Rappahannock News

It’s official: Rappahanno­ck County is a ‘food desert’

- By John Mccaslin Rappahanno­ck News staff

State lawmakers in Richmond now have a name for counties like Rappahanno­ck that for one reason or another have no sizable and affordable grocery store: “Food deserts.”

Jessica Wetzler, of the Capital News Service, writes of a bipartisan group of public officials who are urging the General Assembly to create a Virginia Grocery Investment Fund to help attract supermarke­ts to “food deserts” in the state.

Outgoing Gov. Terry McAuliffe included $7.5 million in his proposed 2018-20 budget to establish the grocery fund within the Department of Housing and Community Developmen­t, she reports.

While Rappahanno­ck County is often described as affluent, which is certainly accurate when compared

to other rural counties in the state, there’s a separate story to tell about the percentage of poor who live here who like everybody else have to travel a long distance to find a variety of groceries that are affordable.

Sen. Bill Stanley, Franklin Republican, and Sen. Rosalyn Dance, Petersburg Democrat, have joined to sponsor SB 37, which would provide funding to build or expand grocery stories in underserve­d communitie­s.

“I have carried many bills,” Stanley said, “but [none] as important as this one.”

In the House, HB 85 is being sponsored by Dels. Dickie Bell, Staunton Republican, and Delores McQuinn, Richmond Democrat.

“It’s 2018, terms like ‘food desert’ should not be part of our vocabulary, but it is,” Bell said. “We should not have hungry Virginians, but we do.”

More than 1.7 million Virginians, including 480,000 children, live in lowincome areas with limited supermarke­t access, Wetzler reports. These areas are often called food deserts — communitie­s where residents are unable to access fresh produce, lean meats and other nutritious food.

“It’s not a political issue, it’s a human issue,” Stanley noted.

As this newspaper revealed last summer, Rappahanno­ck has one of the highest rates of income inequality in the United States, ranking an astonishin­g 64th among the entire 3,084 jurisdicti­ons (counties and county equivalent­s) in the United States.

According to federal and state figures, Rappahanno­ck households in the top 1 percent income bracket earn 33 times that of households in the bottom 1 percent — a persistent problem cited by lower-income residents across the country, as it drives up local costs.

At the same time, Rappahanno­ck has the highest poverty rate — 10 percent — in Virginia’s northern Piedmont region, with an even higher poverty rate for children at more than 16 percent.

Through the fund, private-public partnershi­ps leveraging state dollars with private money will be made to provide onetime, low-interest loans or small grants.
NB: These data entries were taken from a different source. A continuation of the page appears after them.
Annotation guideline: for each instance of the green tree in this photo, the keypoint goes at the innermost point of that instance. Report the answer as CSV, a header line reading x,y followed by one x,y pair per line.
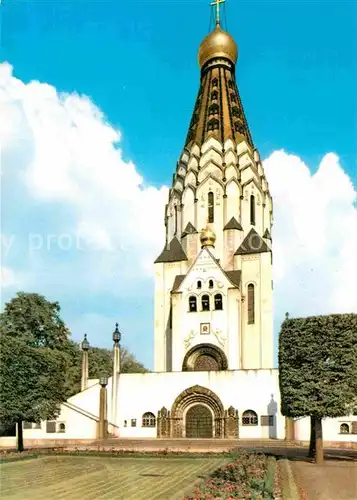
x,y
32,383
32,318
318,370
100,360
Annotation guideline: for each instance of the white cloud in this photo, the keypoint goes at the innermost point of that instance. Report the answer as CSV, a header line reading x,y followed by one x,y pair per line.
x,y
314,236
72,162
82,192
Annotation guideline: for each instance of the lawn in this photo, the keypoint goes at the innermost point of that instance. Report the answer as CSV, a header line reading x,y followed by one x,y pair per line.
x,y
103,478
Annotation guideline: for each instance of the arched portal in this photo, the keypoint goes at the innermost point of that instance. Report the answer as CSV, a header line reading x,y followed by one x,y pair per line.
x,y
199,422
205,357
197,412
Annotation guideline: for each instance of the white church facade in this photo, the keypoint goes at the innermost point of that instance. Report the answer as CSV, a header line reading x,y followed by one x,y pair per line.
x,y
214,372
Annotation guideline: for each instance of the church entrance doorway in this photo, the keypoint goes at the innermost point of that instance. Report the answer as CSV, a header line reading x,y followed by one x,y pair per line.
x,y
199,422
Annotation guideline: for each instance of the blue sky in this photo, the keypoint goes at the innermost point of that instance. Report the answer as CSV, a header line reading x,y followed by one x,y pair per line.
x,y
137,61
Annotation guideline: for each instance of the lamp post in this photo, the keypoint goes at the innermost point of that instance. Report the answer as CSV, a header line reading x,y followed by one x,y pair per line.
x,y
85,348
103,418
116,372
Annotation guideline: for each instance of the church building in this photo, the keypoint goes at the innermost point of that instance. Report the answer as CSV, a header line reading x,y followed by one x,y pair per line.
x,y
214,372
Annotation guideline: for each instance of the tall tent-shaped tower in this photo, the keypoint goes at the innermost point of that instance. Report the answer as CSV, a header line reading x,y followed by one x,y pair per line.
x,y
213,278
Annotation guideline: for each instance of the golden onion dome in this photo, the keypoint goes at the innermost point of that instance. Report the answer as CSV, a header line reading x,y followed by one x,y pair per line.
x,y
217,44
207,237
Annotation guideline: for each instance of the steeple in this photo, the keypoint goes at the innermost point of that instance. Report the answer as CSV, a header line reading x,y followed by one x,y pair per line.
x,y
218,110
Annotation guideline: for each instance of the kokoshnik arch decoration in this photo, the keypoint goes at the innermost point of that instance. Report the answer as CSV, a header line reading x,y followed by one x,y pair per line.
x,y
216,268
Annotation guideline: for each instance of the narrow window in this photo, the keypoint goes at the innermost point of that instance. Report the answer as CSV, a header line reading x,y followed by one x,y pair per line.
x,y
213,124
249,417
192,304
148,419
213,109
218,304
252,210
210,207
239,127
205,303
175,229
250,304
50,426
344,429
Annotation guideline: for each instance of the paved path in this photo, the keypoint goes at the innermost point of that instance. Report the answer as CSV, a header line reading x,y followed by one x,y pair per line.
x,y
335,480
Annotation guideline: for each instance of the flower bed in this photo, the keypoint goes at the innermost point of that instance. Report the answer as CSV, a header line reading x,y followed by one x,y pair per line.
x,y
248,475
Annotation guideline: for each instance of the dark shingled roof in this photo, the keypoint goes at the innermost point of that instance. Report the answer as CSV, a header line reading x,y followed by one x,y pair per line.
x,y
252,243
173,252
267,234
190,229
178,280
233,224
234,277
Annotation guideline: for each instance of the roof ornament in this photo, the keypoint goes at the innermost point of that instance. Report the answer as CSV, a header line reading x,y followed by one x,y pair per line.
x,y
207,237
216,4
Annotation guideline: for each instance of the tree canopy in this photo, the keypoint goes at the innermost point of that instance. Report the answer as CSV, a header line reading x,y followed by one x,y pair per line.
x,y
318,365
318,370
40,366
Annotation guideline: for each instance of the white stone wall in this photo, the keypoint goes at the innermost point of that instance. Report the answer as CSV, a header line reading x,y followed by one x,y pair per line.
x,y
244,390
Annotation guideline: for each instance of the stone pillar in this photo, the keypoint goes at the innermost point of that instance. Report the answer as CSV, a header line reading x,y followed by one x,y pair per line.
x,y
231,423
163,423
84,378
103,417
289,429
116,372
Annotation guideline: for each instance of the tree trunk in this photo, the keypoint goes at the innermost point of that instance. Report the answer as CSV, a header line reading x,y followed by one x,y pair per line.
x,y
312,447
319,445
20,436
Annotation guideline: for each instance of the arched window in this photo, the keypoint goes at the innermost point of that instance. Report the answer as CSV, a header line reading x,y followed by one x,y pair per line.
x,y
213,109
249,417
192,304
213,124
148,419
239,127
205,302
252,210
344,429
250,304
218,303
210,207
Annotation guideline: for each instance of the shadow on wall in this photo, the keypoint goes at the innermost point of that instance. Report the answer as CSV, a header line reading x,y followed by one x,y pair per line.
x,y
272,411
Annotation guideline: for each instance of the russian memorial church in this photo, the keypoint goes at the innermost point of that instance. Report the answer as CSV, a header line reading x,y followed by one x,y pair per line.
x,y
213,367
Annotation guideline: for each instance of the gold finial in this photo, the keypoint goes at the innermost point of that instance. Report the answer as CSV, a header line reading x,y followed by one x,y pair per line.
x,y
217,3
207,237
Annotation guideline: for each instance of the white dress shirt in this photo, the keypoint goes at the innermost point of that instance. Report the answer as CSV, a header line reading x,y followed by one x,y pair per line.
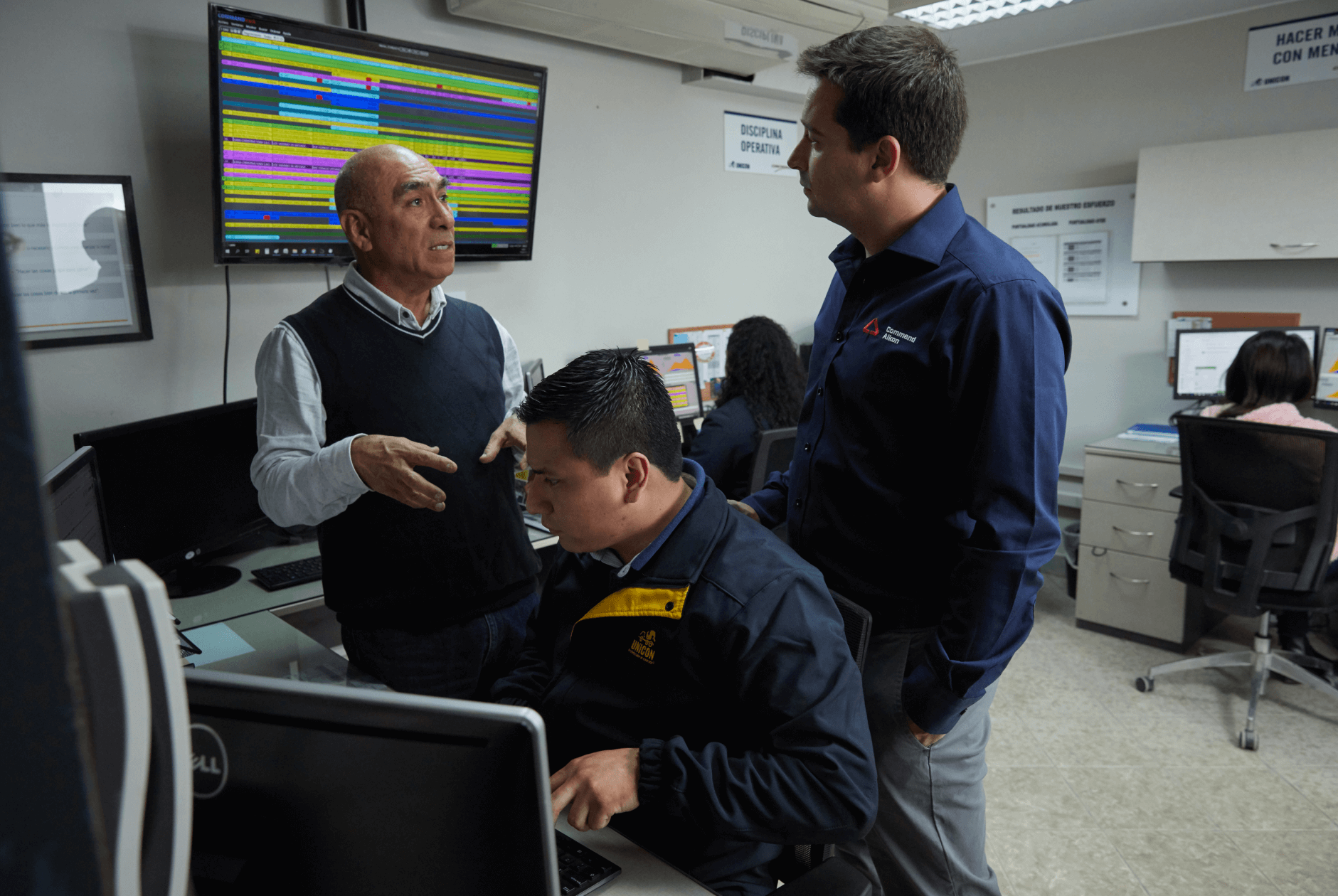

The objective is to encourage such food retailers as grocery stores or innovative food retail projects to open or renovate markets in underserve­d communitie­s. Supporters say that would also provide new jobs.

An argument often heard in Rappahanno­ck County is that its population of just over 7,000 people is too small to support a large grocery, which is why one no longer exists. Others will tell you that a majority of Rappahanno­ck residents are opposed to any larger grocery store setting up shop in the county.

But an “innovative food retail project,” as is being discussed in Richmond, might not be a stretch for Rappahanno­ck County.

The investment fund would have a goal of working with more than 15 healthy food retail projects, with an average of 40 new and retained jobs per grocery store, Wetzler reports.

“We’ve worked for four years to expand food access across Virginia, and this legislatio­n will move us forward,” former Virginia First Lady Dorothy McAuliffe said on Twitter.

“It’s a right for all Virginians and Americans.”